Da war dann schon ein kleiner Witz in Zahlen, den das Statistische Landesamt des Freistaates Sachsen am 4. April 2013 veröffentlichte: "Sächsische Lohnkosten erreichen 2012 fast 81 Prozent des Bundesdurchschnitts" stand über der Meldung. Und die las sich ganz so, als würde der Freistaat gerade dabei sein, den Westen zu überholen. Ohne einzuholen natürlich. Das Gesetz gilt natürlich weiter.

“Die Lohnkosten im Freistaat Sachsen, d.h. das Arbeitnehmerentgelt je beschäftigten Arbeitnehmer, waren 2012 mit 29.874 Euro nahezu zwei Prozent höher als im Vorjahr und erreichen damit fast 81 Prozent des Bundesdurchschnitts”, stand da zu lesen. “Gegenüber dem Mittel der Alten Länder (ohne Berlin) betrug der Angleichungsgrad knapp 78 Prozent. Betrachtet man die Lohnkosten in den Neuen Bundesländern mit denen im früheren Bundesgebiet, so wird ersichtlich, dass sich diese seit Beginn der 1990er Jahre tendenziell angleichen, wobei der Prozess nur in den ersten Jahren von Dynamik geprägt war.”

Klingt fast so, als sei der Aufholprozess nur verlangsamt. Aber das gilt tatsächlich nur 1995 bis 2011.

Die Vorgeschichte erzählt das Statistische Landesamt noch immer wieder gern: “So erreichten die Arbeitnehmerentgelte je Arbeitnehmer im Durchschnitt der fünf Neuen Länder 1992 nur knapp 60 Prozent des westdeutschen Niveaus. Zehn Jahre später betrug der Grad der Angleichung bereits 75 Prozent und 2012 lag das Mittel der Lohnkosten der Neuen Bundesländer bei 77 Prozent des Wertes der Alten Länder (ohne Berlin).Das geleistete Arbeitnehmerentgelt umfasst im Jahr 2012 in Sachsen rund 52,1 Milliarden Euro und ist somit um knapp zwei Drittel höher als 1992. In diesem Betrag enthalten sind sämtliche Geld- und Sachleistungen, die seitens der Arbeitgeber für geleistete Arbeit ihrer Arbeitnehmer als Entgelt erbracht werden. Die hohen Zuwächse in den Jahren 1992 bis 1995 waren Ausdruck der Lohn- und Gehaltsentwicklung sowie der gestiegenen Sozialbeiträge der Arbeitgeber. Die sächsischen Entwicklungsraten lagen im Zeitverlauf seit 1992 im Trend der fünf Neuen Bundesländer.”

Und dann?

Den Wert von 80,5 Prozent gegenüber dem gesamtdeutschen Durchschnitt erreichte das sächsische Lohnniveau schon 2009. Ein Jahr später, 2010, stieg dieser Wert auf 80,9 Prozent. 2011 stieg er sogar auf 81,1 Prozent. Dahinter standen in beiden Jahren Vergütungszuwächse über 3 Prozent, also auch knapp über dem Inflationsniveau.

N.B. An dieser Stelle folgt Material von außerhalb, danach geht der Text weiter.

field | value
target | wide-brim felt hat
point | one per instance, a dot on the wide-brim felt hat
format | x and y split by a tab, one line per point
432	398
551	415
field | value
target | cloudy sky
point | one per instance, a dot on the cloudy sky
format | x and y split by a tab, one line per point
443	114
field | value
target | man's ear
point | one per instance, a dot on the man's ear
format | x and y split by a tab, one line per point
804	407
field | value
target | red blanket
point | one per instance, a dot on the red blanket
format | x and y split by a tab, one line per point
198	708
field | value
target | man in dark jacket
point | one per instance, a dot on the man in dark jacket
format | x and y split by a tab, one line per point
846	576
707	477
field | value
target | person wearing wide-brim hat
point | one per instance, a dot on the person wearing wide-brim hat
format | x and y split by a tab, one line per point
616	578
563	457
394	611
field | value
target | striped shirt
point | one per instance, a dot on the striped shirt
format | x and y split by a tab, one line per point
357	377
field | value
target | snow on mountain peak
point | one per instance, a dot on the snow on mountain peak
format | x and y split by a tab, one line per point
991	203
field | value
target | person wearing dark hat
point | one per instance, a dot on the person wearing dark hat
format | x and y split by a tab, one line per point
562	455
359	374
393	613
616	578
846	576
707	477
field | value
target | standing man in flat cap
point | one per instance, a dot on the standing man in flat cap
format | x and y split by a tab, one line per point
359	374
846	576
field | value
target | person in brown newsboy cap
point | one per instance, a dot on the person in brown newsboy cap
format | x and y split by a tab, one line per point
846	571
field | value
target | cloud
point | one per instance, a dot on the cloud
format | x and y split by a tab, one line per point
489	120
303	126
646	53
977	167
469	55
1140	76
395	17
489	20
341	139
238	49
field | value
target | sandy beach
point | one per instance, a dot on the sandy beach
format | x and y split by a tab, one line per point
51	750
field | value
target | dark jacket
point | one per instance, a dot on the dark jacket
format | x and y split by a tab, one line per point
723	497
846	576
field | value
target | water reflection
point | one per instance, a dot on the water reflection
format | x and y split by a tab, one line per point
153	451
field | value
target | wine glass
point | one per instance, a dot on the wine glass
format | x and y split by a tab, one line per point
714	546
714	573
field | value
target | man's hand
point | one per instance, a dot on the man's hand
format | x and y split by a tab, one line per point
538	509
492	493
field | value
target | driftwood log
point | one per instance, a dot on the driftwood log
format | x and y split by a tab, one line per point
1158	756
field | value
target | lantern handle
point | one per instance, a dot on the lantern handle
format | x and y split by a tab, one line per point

Aber 2012 wuchs das durchschnittliche Arbeitnehmerentgelt nur noch von 29.361 auf 29.874 und war mit 1,7 Prozent wieder deutlich unter der Inflationsrate von 2,5 Prozent. Das Ergebnis ist also tatsächlich: Gegenüber dem deutlich stärker wachsenden bundesdeutschen Lohnniveau verloren die sächsischen Arbeitnehmer wieder an Boden. Die 80,5 Prozent sind wieder der Wert von 2009.

Und das hat – wie so vieles in der sächsischen Wirtschaftswelt – mit der Struktur der sächsischen Wirtschaft zu tun. Das Verarbeitende Gewerbe ist dabei durchaus in einem Gleichklang mit den produzierenden Unternehmen in den anderen, auch den westlichen Teilen Deutschlands. Es verzeichnete 2012 einen Entgeltzuwachs von 4 Prozent auf 33.946 Euro pro Beschäftigten. Aber das Verarbeitende Gewerbe präsentiert nur etwa 20 Prozent der ausgereichten Arbeitnehmerentgelte.

Fast 70 Prozent (68,4 %) aber sind dem Dienstleistungsbereich zuzurechnen, der nur eine Gehaltssteigerung von 1,7 Prozent verzeichnete und mit 28.577 Euro pro Beschäftigten auch deutlich unterm sächsischen Durchschnitt lag (95,7 Prozent). Das ist – gegenüber den etwas älteren Bundesländern – ein deutliches Strukturproblem.